There are two types of email messages in Structured Analytics:

  • Inclusive- an email that contains unique content not included in any other email, and thus, must be reviewed. An email with no replies or forwards is by definition inclusive. The last email in a thread is also by definition inclusive.
  • Non-inclusive - an email whose text and attachments are fully contained in other (inclusive) emails.

By reviewing only inclusive emails and skipping duplicates, your review process will be much more efficient. The Analytics engine derives the email threads and determines which subset of each conversation constitutes the minimal inclusive set. Non-inclusive emails are redundant because all non-inclusive content is also contained in inclusive emails. The inclusiveness analysis ensures that even small changes in content will not be missed by reviewers.

Common inclusive emails

  • The last email in a thread - the last email in a particular thread is marked inclusive, because any text added in this last email (even just a "forwarded" indication) will be unique to this email and this one alone. If nobody used attachments, and nobody ever changed the subject line, or went "below the line" to change text, this would be the only type of inclusiveness.
  • The end of attachments - when an email has attachments, and the recipient replies, the attachments are often dropped. For this reason, the end of the thread will not contain all of the text and attachments of the email. Structured Analytics will flag one of the emails containing the attachments as inclusive.
  • Change of text - it's not completely unheard of for an unethical employee to try to cover their behavior by modifying an original email during a reply. So if Person A tells Person B, "You may not use company funds to buy yourself a new hat", Person B might remove the word "not" and forward the email to Finance, claiming that he had prior permission from Person A to expense his new sombrero. In this case, the Analytics engine would recognize that the email from Person A to Person B contained different text than that from Person B to Finance, and flag both emails as inclusive. Note that this "change of text" rule can apply to situations other than employee malfeasance. So-called "inline replies", where someone writes "answers below" and then types in the body of a previous email's text is one example . Another common example is emails that have been processed by a non-standard processing engine. For instance, if a processing tool applies a Bates stamp to the top of each page's extracted text, then a forwarded email will not contain the Bates stamp of the original embedded in its own text, and will thus mark all emails as inclusive. The solution is to process cleanly or to apply Regex filters to remove extraneous text.
  • Change of sender or time - if the Analytics engine finds what seems like a prior email, but the sender or time of that email doesn't match what's expected, it can trigger an extra inclusiveness tag. Note that there is a certain amount of tolerance built in for things like different email address display formats ("Einstein, Albert" versus "Albert Einstein" versus "albert.einstein@example.com").

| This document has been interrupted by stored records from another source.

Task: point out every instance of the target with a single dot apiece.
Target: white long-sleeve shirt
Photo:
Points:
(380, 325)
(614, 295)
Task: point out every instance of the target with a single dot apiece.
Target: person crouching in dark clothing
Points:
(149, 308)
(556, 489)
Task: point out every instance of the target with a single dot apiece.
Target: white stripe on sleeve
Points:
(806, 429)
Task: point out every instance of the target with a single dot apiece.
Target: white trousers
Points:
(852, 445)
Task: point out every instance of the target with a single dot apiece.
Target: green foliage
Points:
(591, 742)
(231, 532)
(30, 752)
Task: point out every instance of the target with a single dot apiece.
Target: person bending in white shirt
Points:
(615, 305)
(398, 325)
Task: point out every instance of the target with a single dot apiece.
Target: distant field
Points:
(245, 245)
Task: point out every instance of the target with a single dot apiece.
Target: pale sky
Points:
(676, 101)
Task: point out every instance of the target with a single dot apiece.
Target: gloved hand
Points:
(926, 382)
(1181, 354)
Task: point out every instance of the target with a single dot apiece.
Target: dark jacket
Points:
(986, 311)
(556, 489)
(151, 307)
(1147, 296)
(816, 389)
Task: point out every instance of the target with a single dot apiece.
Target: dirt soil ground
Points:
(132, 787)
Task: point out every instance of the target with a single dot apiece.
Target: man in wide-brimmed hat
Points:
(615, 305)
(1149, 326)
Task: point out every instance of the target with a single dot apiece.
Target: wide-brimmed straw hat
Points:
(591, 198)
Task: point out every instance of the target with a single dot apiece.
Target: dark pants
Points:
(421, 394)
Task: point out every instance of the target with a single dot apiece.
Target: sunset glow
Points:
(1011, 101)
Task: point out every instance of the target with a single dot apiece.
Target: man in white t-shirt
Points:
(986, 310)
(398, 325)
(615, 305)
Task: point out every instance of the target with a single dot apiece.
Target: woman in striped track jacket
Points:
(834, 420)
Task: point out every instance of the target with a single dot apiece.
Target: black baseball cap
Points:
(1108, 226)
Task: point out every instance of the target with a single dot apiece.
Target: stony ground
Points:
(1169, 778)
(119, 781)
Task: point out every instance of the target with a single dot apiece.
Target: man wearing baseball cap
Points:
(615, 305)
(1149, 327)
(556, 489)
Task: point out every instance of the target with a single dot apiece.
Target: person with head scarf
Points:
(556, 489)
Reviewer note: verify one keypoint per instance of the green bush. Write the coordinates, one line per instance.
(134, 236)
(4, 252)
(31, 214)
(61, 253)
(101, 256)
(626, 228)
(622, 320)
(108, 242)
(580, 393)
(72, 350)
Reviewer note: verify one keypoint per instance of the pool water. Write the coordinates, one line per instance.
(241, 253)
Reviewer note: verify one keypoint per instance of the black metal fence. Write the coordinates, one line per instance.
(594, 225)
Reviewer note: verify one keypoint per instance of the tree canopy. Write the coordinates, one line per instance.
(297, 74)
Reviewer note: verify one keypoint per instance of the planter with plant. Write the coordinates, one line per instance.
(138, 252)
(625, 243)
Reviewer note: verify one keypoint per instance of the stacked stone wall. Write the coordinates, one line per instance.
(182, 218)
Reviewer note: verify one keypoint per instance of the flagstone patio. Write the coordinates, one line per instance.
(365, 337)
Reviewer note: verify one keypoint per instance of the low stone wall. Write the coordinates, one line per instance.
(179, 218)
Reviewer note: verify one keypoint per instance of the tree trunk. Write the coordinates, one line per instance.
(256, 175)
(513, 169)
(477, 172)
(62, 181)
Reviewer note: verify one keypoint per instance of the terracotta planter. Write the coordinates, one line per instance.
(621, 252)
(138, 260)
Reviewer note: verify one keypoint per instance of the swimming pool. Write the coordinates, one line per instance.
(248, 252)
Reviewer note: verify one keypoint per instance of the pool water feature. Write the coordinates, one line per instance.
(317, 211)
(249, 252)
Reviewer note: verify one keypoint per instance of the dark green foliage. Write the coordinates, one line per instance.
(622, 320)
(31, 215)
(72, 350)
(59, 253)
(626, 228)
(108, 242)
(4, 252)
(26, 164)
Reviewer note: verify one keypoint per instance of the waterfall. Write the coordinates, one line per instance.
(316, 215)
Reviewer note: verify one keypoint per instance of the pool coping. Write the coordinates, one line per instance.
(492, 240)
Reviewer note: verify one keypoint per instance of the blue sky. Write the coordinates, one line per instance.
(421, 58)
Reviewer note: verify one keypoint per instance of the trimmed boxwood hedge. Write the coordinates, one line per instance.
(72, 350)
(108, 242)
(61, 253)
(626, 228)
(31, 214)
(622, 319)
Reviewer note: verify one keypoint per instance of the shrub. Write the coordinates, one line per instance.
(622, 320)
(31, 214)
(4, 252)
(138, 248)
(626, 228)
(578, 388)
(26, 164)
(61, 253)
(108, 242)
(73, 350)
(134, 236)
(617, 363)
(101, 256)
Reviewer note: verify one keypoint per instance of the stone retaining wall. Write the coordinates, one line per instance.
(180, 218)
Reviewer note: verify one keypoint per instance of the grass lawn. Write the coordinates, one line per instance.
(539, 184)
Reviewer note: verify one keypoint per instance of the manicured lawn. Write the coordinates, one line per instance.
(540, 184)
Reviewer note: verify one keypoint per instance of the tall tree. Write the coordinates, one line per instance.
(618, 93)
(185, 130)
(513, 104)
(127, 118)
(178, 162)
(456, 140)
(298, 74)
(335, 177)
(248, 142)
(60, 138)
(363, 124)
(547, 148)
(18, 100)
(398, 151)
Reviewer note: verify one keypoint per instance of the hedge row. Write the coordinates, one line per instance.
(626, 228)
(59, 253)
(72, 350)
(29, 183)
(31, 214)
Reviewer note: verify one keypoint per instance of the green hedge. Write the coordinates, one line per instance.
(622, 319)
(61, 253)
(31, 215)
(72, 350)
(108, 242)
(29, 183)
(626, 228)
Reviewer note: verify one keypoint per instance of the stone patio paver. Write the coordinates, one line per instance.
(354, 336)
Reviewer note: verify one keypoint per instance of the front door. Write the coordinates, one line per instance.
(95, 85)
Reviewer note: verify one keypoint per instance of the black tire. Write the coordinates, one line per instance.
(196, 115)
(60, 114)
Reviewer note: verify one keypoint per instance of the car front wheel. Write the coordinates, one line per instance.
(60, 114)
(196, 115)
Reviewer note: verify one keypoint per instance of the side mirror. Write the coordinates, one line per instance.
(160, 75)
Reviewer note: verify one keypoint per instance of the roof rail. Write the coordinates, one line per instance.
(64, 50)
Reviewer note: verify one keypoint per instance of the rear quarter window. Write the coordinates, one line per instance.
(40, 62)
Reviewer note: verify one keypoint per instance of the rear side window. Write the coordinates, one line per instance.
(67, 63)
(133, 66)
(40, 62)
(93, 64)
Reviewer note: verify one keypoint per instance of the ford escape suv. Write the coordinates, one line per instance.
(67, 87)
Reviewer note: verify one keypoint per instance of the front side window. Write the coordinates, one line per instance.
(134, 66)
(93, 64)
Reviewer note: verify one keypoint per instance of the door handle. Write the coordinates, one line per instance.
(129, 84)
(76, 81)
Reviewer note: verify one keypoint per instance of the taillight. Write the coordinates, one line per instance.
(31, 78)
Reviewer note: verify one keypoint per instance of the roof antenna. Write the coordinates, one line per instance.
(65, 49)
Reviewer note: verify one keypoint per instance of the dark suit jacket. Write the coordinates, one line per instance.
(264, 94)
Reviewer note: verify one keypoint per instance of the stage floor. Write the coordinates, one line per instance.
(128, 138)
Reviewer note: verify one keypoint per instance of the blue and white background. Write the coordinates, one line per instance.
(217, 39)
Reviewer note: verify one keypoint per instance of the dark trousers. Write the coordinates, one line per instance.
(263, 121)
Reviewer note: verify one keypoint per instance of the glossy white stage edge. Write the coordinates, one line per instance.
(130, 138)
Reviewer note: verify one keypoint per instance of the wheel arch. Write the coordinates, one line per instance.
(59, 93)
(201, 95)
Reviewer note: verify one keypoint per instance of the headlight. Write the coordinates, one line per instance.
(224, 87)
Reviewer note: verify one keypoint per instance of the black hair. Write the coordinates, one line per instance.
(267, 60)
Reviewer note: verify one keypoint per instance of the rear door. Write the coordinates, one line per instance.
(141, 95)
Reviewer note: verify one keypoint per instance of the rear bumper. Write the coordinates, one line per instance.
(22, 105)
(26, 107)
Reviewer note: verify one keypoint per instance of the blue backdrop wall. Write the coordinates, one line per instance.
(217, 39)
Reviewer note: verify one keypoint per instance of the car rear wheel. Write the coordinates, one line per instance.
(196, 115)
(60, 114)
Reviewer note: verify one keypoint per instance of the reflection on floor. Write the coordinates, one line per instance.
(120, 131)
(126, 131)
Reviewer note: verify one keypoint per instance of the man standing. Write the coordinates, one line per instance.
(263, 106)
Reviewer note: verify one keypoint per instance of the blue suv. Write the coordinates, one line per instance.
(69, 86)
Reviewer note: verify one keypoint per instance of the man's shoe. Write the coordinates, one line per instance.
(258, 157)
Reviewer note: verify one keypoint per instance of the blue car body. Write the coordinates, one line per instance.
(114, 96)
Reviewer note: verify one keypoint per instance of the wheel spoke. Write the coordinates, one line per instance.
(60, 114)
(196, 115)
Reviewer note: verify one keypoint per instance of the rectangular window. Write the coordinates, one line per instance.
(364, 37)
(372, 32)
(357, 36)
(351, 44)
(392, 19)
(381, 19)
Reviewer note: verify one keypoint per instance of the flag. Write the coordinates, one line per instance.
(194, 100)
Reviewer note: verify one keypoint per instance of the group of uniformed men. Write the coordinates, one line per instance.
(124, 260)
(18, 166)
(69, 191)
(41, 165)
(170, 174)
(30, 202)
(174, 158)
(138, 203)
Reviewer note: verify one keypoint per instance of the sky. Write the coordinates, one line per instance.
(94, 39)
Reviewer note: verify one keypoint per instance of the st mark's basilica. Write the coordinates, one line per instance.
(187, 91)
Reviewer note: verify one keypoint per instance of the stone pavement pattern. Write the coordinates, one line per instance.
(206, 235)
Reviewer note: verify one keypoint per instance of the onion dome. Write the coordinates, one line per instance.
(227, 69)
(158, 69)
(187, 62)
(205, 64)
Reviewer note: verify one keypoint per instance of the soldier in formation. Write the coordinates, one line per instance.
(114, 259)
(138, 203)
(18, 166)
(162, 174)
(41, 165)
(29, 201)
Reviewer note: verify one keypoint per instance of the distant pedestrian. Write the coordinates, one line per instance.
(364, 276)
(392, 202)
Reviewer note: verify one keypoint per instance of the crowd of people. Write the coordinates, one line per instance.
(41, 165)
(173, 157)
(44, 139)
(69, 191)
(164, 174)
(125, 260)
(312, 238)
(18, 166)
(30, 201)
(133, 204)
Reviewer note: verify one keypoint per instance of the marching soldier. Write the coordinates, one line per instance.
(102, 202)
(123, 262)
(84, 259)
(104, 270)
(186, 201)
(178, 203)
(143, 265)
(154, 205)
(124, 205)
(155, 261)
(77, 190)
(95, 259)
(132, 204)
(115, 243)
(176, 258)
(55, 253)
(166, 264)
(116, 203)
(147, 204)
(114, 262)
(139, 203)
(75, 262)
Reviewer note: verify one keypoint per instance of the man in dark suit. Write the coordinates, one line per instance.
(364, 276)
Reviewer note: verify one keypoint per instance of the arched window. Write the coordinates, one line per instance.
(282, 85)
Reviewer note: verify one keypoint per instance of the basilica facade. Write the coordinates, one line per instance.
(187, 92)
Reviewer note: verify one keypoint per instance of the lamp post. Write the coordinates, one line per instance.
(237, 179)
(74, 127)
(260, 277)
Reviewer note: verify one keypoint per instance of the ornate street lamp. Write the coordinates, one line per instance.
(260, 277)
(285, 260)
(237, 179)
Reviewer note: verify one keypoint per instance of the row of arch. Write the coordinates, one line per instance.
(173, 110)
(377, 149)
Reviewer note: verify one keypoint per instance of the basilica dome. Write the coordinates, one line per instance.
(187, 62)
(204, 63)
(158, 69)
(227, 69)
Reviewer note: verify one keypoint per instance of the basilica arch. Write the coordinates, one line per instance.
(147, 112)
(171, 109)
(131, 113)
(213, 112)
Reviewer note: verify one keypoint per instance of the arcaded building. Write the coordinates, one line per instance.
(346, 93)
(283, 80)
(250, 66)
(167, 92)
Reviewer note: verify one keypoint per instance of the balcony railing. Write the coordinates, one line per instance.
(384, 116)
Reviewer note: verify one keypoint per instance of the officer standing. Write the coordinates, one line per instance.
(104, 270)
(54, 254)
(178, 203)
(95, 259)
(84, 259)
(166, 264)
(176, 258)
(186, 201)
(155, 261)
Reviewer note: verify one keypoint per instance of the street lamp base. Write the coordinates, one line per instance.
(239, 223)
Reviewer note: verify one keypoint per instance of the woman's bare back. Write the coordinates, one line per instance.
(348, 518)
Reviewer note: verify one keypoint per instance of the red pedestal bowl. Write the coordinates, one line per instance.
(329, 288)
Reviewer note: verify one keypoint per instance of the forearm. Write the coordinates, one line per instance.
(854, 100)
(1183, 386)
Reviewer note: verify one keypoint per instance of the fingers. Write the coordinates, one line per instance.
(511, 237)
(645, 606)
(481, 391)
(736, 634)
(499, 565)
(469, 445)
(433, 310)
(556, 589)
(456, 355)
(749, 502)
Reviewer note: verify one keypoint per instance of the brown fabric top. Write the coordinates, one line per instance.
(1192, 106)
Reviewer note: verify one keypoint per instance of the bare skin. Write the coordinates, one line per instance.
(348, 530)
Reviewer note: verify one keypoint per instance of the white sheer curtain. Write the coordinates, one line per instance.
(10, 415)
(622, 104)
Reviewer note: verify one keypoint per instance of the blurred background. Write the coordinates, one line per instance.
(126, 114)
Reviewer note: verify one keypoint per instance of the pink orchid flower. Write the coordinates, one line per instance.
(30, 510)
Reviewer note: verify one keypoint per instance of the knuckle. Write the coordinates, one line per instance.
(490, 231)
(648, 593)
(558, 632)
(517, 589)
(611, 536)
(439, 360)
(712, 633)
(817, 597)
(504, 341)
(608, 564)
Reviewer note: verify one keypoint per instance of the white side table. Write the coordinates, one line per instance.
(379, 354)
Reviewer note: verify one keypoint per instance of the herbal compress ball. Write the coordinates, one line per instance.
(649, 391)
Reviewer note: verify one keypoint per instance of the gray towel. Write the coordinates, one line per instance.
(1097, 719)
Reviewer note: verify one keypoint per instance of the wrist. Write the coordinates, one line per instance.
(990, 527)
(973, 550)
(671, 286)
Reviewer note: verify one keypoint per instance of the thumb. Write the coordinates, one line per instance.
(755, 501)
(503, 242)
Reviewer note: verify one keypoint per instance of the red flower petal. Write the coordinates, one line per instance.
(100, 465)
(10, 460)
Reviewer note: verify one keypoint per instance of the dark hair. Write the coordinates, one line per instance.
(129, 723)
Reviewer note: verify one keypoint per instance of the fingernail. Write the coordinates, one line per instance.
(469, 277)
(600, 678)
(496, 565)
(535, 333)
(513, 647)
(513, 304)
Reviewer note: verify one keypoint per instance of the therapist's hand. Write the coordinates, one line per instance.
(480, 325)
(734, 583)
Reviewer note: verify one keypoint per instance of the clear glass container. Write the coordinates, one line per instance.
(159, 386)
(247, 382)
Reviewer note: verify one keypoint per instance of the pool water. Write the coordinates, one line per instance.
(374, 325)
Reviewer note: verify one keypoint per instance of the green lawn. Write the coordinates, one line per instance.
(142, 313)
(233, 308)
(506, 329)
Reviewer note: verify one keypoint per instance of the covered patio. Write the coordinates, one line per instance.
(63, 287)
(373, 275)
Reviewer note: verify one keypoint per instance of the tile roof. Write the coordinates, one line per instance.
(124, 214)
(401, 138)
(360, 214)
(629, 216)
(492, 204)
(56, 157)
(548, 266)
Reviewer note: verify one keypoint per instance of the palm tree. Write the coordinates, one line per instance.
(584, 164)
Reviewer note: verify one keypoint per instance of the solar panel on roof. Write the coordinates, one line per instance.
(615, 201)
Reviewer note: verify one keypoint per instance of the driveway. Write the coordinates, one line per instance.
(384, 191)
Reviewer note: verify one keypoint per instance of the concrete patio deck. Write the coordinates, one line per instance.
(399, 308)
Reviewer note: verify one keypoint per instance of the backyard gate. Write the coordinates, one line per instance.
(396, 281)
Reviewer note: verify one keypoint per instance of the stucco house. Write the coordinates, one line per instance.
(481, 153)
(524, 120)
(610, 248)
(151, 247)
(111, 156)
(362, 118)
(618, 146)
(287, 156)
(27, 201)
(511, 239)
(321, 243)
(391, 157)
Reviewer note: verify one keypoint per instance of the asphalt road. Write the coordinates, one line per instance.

There is also the understanding that date stamps can be deceiving due to clock discrepancies on different email servers and time zone changes.

    Note: Inclusiveness doesn't consider recipients. It's possible for two emails to have different recipients but the same content and for either of them to receive the inclusive designation.

  • Duplication - while not necessarily a reason for inclusiveness, when duplicate emails exist, either both or neither are marked inclusive by Structured Analytics. Duplicates most commonly occur in a situation where person A sends an email to B and to C, and you collect data from two or more of the three people. To avoid redundant review, you should look at the Email Duplicate Spare field. This will be set to Yes for all but one duplicate in each group of duplicate emails. So the rule should not just be to review the inclusives and their attachments, but rather to review the inclusives and their attachments while skipping the duplicate spares and their attachments.

    Note: Blank attachments are considered unique by the Analytics engine. A duplicate email with a blank attachment is considered inclusive.

  • Draft emails - draft emails are considered unique and are always marked inclusive. They are not considered for duplicate spare analysis.